The securities, which finance airports, housing agencies and non-profits, provide yields that are more than half a percentage point above typical state and local debt. That’s because the interest is covered by the Alternative Minimum Tax, a federal provision that applies to about 4 million high-income earners a year. For everyone else, it’s tax free.
"The demand for AMT bonds has grown because everyone is in search of yield in this yield-starved market," said Tommy Chan, a senior credit analyst in New York for Ziegler Capital Management, which oversees about $11 billion and has been buying some of the debt for clients who aren’t subject to the tax. "The yields have compressed over the past year, but we still think there’s value there."

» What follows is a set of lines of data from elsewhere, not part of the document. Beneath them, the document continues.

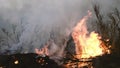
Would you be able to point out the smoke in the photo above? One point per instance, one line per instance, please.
(29, 24)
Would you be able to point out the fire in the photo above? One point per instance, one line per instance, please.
(87, 44)
(43, 51)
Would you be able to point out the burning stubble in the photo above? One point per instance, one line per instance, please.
(29, 24)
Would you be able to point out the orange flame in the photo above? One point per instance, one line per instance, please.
(87, 45)
(43, 51)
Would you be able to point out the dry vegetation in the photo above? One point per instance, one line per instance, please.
(109, 29)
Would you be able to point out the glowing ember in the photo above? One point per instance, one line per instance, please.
(87, 44)
(43, 51)
(16, 62)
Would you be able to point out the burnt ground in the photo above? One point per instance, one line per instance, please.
(32, 60)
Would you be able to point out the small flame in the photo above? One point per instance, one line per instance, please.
(87, 45)
(43, 51)
(16, 62)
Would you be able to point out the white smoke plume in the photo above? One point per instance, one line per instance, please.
(29, 24)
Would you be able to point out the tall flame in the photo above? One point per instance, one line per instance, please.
(87, 44)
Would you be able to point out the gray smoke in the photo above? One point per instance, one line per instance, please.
(29, 24)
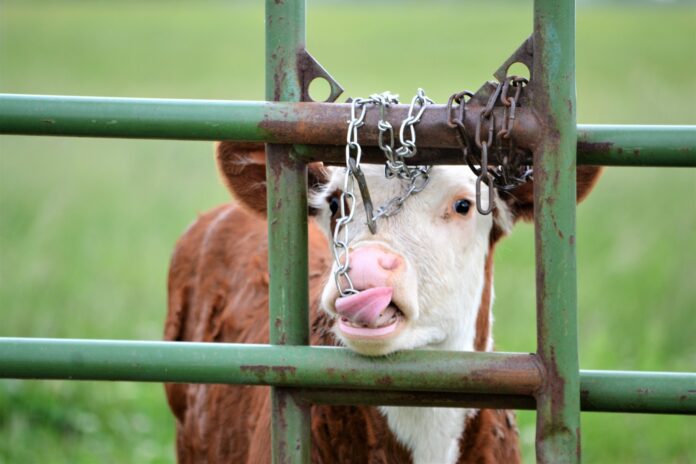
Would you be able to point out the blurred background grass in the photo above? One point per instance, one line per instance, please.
(87, 225)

Taxable debt has been among the best performing in the municipal market, in part because of money pouring in from overseas while officials hold interest rates below zero in Germany and Japan to spur economic growth. The bonds have returned 11.2 percent since the beginning of the year, more than double the 4.7 percent on traditional tax-exempt securities, according to Bank of America Merrill Lynch’s indexes.
When New York’s LaGuardia Airport sold $2.4 billion of the AMT debt in May, 30-year securities with a 5 percent coupon yielded 3.27 percent, about 2 percentage points more than top-rated debt, according to data compiled by Bloomberg. The price has since climbed, pushing the yield down to about 2.8 percent, narrowing the premium over the benchmark to 1.6 percentage points.

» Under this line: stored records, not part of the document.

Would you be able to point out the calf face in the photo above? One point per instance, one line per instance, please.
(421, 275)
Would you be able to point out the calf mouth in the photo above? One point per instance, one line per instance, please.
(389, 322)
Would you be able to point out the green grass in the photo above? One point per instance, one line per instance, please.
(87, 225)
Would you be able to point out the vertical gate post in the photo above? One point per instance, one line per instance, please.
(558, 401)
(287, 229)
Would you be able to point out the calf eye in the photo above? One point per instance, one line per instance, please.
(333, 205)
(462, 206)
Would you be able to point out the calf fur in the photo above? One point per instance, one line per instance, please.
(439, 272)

The prospect of paying the AMT -- which ensures that deductions aren’t used to erase most or all of one’s bill to the Internal Revenue Service -- has usually made the bonds less appealing to municipal debt investors, who typically look for tax-free investments with little risk. The AMT, however, has become less likely: It applied to just under 4 million tax returns -- or 2.7 percent of the total -- in 2013, according to data compiled by the Tax Policy Center. That’s down from as much as 4.3 million in 2011.
The more one earns, the less of a concern the AMT becomes, according to Chan. For those whose income exceeds $1 million, the likelihood drops to just 18 percent, compared with 63 percent in the $200,000-$500,000 bracket.
Nor is the tax risk an issue for investors outside the U.S., who have been stepping up purchases of municipal bonds that offer bigger yields than can be found at home.
Investors are still looking to take advantage of owning more AMT bonds in their portfolios, said Rob Amodeo, head of municipals in New York for Western Asset Management, which oversees about $440 billion.
"If you have a standalone portfolio and understand your clients’ tax status that they’re not subject to AMT and don’t anticipate being subject to it in the future, then absolutely, it’s an opportunity," he said. "It’s a strategy we’ve been using over the last few years."
The increased demand from buyers has been a boon for public-works projects by driving down the cost of financing. AMT bond issuance totaled about $16 billion in 2015, and $12 billion has been sold already this year, according to data compiled by Bloomberg. The Massachusetts Port Authority is planning to offer $172 million next week for Boston’s Logan International Airport.
"The country has embarked on large infrastructure projects, which has been reflected in a pickup in AMT bond issuance," Amodeo said.